I knew this was going to be a galaxy brain take after this intro, but hoooo boy, I wasn't expecting the "gaming isn't and shouldn't be a social interaction" argument.
That's not what I'm saying at all though. Maybe that's what Erik is going at, although I don't think that's the case. Gaming is inherently a social interaction. But that doesn't mean that social norms should stand in the place of rules. The best games, I would argue, are both social
and have balanced rules. Take Civilization 5 as an example. The game is really well balanced even though the main gimmick is randomly generated worlds and empires with different abilities. If I'm playing Poland and You're playing The Maya, we're going to be having very different game experiences. Not every civ is on the same power level. Carthage, is no where near as good as Babylon. However, the difference in power is more akin to bringing a modern deck to legacy night than bringing
Emmara Tandris to a
Nekusar, Mindrazer game. In addition, the random terrain generation means that you can make up what your civ lacks in bonuses with good city placement and efficient resource usage. Even though imbalance exists in Civ 5, it's not toxic to the game and simply rewards skill. A 4-hour civ game with a bunch of randoms is usually going to end in a more satisfying matter than a 4-hour EDH game with a bunch of randoms.
So to come out and claim - returning to the original point of contention - that multiplayer EDH is somehow "the worst" format (let's set aside issues of heterogeneous preference orderings) is merely a symptom of an impoverished relationship to play! You don't have to adopt the min-max mindset, just as you don't have to build a power-
max cube even if Wizards have printed more powerful cards than the ones you might choose to include. I went off in the same way on some guy posting about how you should always betray people if it's to your advantage in multiplayer games because apparently when you sit down to play a game you all collectively agree to be vicious little utility optimizers. It reminds me of the econ undergrads I teach, it's infuriating.

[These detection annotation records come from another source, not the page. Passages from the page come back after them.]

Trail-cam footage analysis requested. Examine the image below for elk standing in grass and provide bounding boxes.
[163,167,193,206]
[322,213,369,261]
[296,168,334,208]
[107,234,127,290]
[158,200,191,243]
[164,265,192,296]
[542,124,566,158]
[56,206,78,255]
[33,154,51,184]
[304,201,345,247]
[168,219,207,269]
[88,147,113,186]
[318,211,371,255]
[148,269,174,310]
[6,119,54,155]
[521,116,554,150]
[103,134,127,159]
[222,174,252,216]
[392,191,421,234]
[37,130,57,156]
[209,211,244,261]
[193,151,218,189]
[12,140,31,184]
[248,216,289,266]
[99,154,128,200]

The whole point of what I am saying is that if you're playing against min-maxers, and you're not playing a min-maxed deck, it's no fun. I can't fully enjoy or appreciate a format where balance is thrown out the window because some people suck. This issue which I have been trying to outline is systematic, you can't fix it by banning cards like you can with other formats. Unfortunately, the format sucks without social contract. That's why I don't like it in practice- it's fundamentally broken. You
have to fix it yourself to have an enjoyable experience. That doesn't make the format as a whole bad, but out of the box, it's not really workable.
I love the concept of EDH. Having a singleton deck with an overarching consistent factor is a really cool evolution on base magic. It is probably the single most fun format to brew for. However, the lack of balance wrecks things because not everyone is just playing to have fun and that can be very difficult to cope with, especially in the absence of a social contract. Everyone should be able to sit down with anyone else and play a fun game of magic. That can't always happen in EDH for the reasons I have outlined above.